Of course, the most effective way to ensure great network performance is to eliminate network time entirely. The Temporary Internet Files cache allows IE to reuse previously downloaded content without re-downloading the content over the network. Last summer, I summarized a number of caching-related improvements in IE9 that help the browser make better use of the cache. Today, I’ll build upon that post by explaining the other work we’ve done to enhance the functionality of the cache.
Internet Explorer 6, 7, and 8 limit the Web content cache size to 1/32 of the disk capacity by default; in IE7 and IE8, the default capacity value is capped 50 megabytes. Virtually all hard disks in use today are larger than 1.6 gigabytes, which means that nearly all users of IE7 and IE8 are browsing with a content cache limited to 50mb.
Internet Explorer 7’s default 50mb cache size was introduced because analysis in the Windows Vista timeframe showed that the browser’s cache-hit ratio was not significantly improved with caches larger than that size. Beyond consuming more disk space, larger caches can take longer to enumerate and clear (for instance, when performing the Delete Browser History operation). Therefore, an important design strategy is to only increase the cache size when an improved hit rate will result.
In IE9, we took a much closer look at our cache behaviors to better understand our surprising finding that larger caches were rarely improving our hit rate. We found a number of functional problems related to what IE treats as cacheable and how the cache cleanup algorithm works. After fixing these issues, we found larger cache sizes were again resulting in better hit rates, and as a result, we’ve changed our default cache size algorithm to provide a larger default cache.
Internet Explorer 9 has a default cache size limit of 1/256th of the total disk capacity, with a cap on the default to 250 megabytes. The new ratio was chosen to help ensure that low-end netbooks with tiny solid state disks are not impacted by (relatively) huge caches, while desktops with large disks will default to a 500% larger cache vs.
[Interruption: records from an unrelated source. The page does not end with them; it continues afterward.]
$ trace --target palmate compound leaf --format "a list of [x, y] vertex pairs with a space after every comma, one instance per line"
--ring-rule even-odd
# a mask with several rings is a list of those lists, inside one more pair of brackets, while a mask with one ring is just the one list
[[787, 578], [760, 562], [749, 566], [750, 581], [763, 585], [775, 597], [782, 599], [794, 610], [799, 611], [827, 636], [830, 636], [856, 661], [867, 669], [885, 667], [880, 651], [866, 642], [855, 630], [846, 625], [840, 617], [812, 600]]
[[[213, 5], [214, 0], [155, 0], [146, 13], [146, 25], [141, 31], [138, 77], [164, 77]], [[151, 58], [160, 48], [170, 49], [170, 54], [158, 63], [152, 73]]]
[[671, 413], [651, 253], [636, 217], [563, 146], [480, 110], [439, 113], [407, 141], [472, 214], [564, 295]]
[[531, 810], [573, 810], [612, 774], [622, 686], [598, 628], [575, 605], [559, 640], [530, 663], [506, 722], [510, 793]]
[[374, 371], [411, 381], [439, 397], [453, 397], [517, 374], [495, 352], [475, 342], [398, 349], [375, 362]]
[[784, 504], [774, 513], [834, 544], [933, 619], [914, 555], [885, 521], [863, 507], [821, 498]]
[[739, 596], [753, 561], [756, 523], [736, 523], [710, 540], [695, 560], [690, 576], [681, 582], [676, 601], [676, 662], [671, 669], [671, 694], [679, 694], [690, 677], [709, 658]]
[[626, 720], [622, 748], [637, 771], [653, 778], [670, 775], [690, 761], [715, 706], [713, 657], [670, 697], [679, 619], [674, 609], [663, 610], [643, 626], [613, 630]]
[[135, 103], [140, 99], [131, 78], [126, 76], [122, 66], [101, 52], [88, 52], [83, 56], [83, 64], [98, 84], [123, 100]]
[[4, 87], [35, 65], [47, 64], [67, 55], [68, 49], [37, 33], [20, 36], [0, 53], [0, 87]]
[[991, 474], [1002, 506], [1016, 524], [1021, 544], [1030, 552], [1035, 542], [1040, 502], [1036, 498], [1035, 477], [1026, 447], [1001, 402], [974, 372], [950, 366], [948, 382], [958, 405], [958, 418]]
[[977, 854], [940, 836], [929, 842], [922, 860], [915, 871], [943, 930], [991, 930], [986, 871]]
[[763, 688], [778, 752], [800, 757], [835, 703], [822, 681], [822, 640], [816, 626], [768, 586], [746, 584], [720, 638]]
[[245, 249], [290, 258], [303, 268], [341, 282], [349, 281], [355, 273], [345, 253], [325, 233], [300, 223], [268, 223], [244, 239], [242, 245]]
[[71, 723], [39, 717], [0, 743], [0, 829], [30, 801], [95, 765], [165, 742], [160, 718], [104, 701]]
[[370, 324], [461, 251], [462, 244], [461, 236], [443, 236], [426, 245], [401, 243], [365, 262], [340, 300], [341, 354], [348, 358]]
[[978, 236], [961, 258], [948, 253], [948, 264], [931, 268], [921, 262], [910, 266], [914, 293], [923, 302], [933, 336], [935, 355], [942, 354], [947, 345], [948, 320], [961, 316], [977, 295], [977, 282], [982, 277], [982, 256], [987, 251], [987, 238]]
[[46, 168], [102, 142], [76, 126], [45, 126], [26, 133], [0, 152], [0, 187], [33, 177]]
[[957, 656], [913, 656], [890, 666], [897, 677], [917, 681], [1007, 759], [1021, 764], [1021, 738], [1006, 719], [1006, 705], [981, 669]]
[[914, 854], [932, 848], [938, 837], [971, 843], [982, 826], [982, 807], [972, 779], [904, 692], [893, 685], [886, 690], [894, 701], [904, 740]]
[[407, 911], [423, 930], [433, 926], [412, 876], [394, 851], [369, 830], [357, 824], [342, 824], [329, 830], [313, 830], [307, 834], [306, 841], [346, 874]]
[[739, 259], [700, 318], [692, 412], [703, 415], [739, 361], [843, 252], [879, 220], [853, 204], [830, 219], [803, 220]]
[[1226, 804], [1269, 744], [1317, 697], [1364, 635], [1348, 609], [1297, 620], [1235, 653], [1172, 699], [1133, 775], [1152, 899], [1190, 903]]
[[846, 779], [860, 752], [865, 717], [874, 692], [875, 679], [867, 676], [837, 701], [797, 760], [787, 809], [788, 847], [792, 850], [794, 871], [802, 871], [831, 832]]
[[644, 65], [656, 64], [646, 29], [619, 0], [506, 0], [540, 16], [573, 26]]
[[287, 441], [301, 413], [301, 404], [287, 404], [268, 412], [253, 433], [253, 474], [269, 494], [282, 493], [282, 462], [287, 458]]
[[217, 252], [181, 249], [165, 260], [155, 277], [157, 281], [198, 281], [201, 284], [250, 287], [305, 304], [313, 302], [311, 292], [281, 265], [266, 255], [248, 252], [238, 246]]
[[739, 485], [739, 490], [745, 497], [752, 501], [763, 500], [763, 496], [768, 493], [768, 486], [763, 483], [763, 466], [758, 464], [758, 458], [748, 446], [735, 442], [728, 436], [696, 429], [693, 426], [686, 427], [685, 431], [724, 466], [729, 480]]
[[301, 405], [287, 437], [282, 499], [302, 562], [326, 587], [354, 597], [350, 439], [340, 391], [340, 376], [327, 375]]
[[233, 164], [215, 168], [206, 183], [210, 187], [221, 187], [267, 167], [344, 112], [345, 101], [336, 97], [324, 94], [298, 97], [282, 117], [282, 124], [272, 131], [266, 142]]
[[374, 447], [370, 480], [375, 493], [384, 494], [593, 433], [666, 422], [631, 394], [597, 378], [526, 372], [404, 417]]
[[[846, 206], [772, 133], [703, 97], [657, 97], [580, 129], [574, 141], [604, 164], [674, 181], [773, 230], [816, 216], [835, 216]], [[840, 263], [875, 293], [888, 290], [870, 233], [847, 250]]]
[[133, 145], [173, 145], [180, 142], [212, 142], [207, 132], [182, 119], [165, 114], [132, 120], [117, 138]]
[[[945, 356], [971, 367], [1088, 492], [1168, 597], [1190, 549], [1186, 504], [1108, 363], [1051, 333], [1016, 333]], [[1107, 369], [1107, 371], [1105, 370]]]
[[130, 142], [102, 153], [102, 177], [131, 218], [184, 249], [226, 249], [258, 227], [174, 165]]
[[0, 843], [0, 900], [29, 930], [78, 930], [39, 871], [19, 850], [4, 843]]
IE8. A disk as small as 16gb will result in increase in the default cache size between IE8 (50mb) and IE9 (64mb). Any disk larger than 64gb will reach the default cap of 250mb. In all versions of Internet Explorer, you may manually adjust the cache size limit (within the range of 8mb to 1gb) using the Tools > Internet Options > General > Browsing History Settings dialog box.
If your Temporary Internet Files are stored on a high capacity disk drive with plenty of free space, you may be wondering if you would benefit from configuring an even larger cache. It is definitely possible, but our analysis suggests that increasing the limit above 250mb only results in benefits for some browsing patterns. Importantly, the caching system is internally limited to storing approximately 60,000 objects. Depending on the size of your cache and the size of the resources you download, you may encounter the object count limit before encounter the size limit.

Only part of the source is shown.